O senador Mauro Miranda (PMDB-GO) criticou em Plenário, nesta quinta-feira (29), a tentativa do governo de aprovar projeto de lei que ameaça as conquistas sociais consagradas na Consolidação das Leis do Trabalho (CLT). Lembrando o adágio popular de que "a corda sempre arrebenta do lado mais fraco", Mauro Miranda classificou de "operação de guerra" as ações comandadas pelo Palácio do Planalto na Câmara dos Deputados para ameaçar direitos dos trabalhadores. Ele citou as férias de 30 dias, o adicional de 25% sobre a hora de trabalho, a irredutibilidade de salários, o prazo para registro na carteira de trabalho e a forma de pagamento do 13º salário.

O parlamentar refutou as alegações do presidente Fernando Henrique Cardoso de que o projeto não revoga a CLT, mas apenas flexibiliza sua aplicação, a partir da livre negociação entre patrões e empregados. Mauro Miranda apontou para a fragilidade dos sindicatos de trabalhadores diante do poder patronal e para a atual conjuntura de desemprego, que não deixa alternativa para o lado mais fraco.

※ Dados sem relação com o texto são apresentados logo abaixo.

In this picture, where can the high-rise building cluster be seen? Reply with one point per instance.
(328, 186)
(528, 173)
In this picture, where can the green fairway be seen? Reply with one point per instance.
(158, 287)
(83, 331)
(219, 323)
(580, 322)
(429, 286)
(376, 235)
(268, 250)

O senador afirmou ainda que a ampliação dos direitos trabalhistas sempre favoreceu o mercado interno e a prosperidade das empresas. Ele salientou que a culpa pelas agruras socioeconômicas do país não pode ser buscada na CLT. E criticou o Estado brasileiro pelo que chamou de "fúria fiscalista", com a imposição de uma excessiva carga tributária - da ordem de 34% do PIB - sobre a sociedade.

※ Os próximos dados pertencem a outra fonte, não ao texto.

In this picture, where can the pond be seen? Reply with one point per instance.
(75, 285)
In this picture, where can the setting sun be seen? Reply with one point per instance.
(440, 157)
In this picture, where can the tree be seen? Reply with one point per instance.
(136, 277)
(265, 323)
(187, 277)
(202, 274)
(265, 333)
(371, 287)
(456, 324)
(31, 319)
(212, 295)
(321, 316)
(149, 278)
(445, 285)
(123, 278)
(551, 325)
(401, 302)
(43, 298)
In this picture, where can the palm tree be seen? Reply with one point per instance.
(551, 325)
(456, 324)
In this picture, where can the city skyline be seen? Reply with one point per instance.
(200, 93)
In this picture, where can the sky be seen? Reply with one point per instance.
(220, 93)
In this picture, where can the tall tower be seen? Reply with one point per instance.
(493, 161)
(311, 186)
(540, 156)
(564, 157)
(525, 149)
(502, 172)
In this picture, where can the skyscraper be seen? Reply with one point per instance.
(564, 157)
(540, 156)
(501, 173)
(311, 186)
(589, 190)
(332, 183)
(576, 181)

- Para piorar a situação, nossa tributação não é progressiva, e sim regressiva: quem ganha menos paga mais imposto. O ICMS sobre a cesta básica rouba mais de 10% do poder aquisitivo do trabalhador que recebe salário mínimo - disse.

Para Mauro Miranda, o presidente Fernando Henrique, que agora prejudica o trabalhador, deveria ter liderado, desde o início de seu governo, um projeto amplo e corajoso de reforma tributária. Fernando Henrique Cardoso não o teria feito, em sua avaliação, para não obrigar a equipe econômica a romper a "camisa-de-força" fiscal que é imposta pelo Fundo Monetário Internacional e pelo grande capital especulativo.